Book Review: Paper Towns by John Green

paper towns

Rating: 3.5 / 5

Quentin Jacobsen has spent the majority of his life in love with his next door neighbor, Margo Roth Spiegelman. Although they are next door neighbors, they are more acquaintances than friends.  But that all changes one night when Margo invites Quentin to an adventure of a lifetime.  While Quentin thinks this is a turning point in his nonexistent relationship with Margo, the next day Margo disappears.  This isn’t the first time Margo has runaway, and while her parents have finally had enough and changed the front lock, Quentin is sure that Margo has left clues for him to find her.  As Quentin unravels the clues Margo has left behind, he realizes that the Margo he’s pined for might not be who Margo really is.

I picked up Paper Towns because I loved (who didn’t?) The Fault in Our Stars. Although I did enjoy Paper Towns, I generally shy away from YA books because I am no longer a young adult and as I am not the intended audience, this genre doesn’t always speak to me like other fiction books. That being said, Paper Towns did take me back to high school, with all its awkwardness and insecurities.  Quentin is a great character, bolstered by his best friends Ben and Radar.  His last night with Margo was amazing.  It was fun, brilliant, and wildly entertaining.  But after she leaves, Quentin is left to wonder what that night was all about, where Margo is, and how to get her back.

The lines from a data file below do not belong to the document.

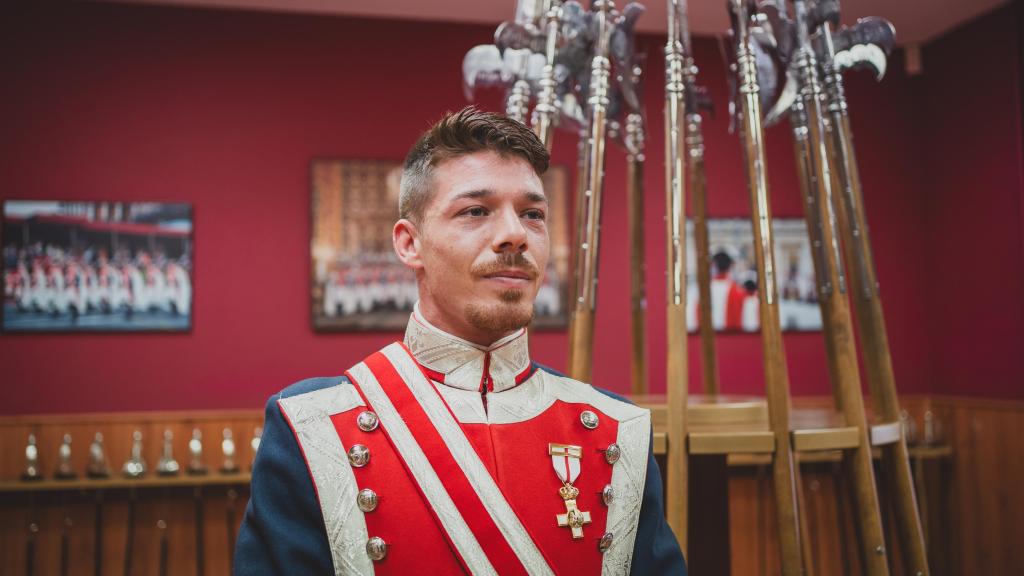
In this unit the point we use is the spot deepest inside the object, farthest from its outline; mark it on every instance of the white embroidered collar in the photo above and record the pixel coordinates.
(461, 362)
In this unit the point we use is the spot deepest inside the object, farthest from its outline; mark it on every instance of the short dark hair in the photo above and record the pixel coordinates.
(459, 133)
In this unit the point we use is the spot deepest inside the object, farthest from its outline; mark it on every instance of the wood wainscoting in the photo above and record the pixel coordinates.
(969, 479)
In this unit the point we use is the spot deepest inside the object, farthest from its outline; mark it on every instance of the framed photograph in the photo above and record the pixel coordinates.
(734, 279)
(96, 266)
(357, 282)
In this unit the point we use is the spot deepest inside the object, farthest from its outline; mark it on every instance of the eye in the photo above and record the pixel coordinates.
(475, 211)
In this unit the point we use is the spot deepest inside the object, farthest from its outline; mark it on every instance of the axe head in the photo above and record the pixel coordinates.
(517, 37)
(628, 64)
(865, 44)
(820, 12)
(482, 66)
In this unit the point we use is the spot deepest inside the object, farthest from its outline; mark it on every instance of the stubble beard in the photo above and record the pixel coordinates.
(512, 313)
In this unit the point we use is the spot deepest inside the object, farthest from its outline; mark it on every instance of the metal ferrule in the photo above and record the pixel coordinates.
(635, 136)
(546, 111)
(518, 103)
(594, 160)
(815, 229)
(599, 72)
(694, 133)
(748, 86)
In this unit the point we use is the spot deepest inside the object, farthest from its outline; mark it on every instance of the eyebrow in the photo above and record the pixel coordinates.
(477, 194)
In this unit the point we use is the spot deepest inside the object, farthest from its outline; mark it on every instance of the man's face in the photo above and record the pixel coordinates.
(481, 246)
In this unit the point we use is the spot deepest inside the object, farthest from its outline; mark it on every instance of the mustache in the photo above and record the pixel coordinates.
(505, 261)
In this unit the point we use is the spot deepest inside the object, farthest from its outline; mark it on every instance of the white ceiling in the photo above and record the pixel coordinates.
(915, 21)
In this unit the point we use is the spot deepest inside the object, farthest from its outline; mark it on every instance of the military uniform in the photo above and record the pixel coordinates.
(438, 456)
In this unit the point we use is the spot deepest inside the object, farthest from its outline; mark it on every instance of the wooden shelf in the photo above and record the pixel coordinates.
(825, 439)
(114, 483)
(751, 442)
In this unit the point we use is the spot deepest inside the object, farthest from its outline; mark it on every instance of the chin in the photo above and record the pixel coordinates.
(502, 317)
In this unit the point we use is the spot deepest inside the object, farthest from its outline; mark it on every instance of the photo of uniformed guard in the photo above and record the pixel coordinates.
(452, 449)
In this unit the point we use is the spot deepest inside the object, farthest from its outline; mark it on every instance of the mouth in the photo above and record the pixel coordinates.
(511, 278)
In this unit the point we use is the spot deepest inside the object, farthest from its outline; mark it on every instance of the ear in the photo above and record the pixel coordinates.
(406, 238)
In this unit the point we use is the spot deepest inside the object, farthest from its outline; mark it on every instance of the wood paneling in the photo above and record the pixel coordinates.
(969, 488)
(68, 509)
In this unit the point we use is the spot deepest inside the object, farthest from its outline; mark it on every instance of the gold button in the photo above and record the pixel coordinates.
(605, 542)
(612, 453)
(376, 548)
(367, 500)
(358, 455)
(368, 421)
(607, 495)
(589, 419)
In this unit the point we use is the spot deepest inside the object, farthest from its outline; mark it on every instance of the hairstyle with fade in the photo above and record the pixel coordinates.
(460, 133)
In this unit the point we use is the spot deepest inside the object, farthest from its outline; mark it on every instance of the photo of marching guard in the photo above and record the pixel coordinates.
(101, 266)
(517, 287)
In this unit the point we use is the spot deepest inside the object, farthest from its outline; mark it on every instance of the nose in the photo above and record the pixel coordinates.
(510, 235)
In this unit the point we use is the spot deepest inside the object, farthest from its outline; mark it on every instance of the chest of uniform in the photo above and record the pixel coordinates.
(554, 469)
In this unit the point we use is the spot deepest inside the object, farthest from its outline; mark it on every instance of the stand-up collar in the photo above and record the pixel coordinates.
(462, 364)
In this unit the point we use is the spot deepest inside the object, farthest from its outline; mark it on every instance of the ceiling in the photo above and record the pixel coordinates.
(915, 21)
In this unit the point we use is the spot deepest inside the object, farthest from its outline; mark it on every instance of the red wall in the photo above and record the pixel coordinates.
(224, 110)
(975, 208)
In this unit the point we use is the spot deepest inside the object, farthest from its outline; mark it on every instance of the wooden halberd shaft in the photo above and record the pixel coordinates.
(676, 369)
(582, 329)
(867, 306)
(808, 131)
(635, 141)
(776, 377)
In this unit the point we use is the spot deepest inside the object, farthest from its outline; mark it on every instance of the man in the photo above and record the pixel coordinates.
(727, 298)
(453, 452)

While I did like Quentin, I didn’t really care for Margo.  She encompasses all the dreadful characteristics of teenagers, mainly self-centeredness.  One reason I didn’t completely love Paper Towns is because I didn’t quite understand Margo, and her need to run away.  Her family life, while tumultuous with the strained relationship with her mother, did not seem to tragic or dramatic that made it worth running away (of course this is where me not being a young adult anymore probably is a disadvantage).

Overall, Paper Towns was enjoyable. It’s about getting to know people as they are and not confining them to perceptions and desires.  While this won’t get the tears rolling like The Fault in Our Stars, it is a decent read with great characters.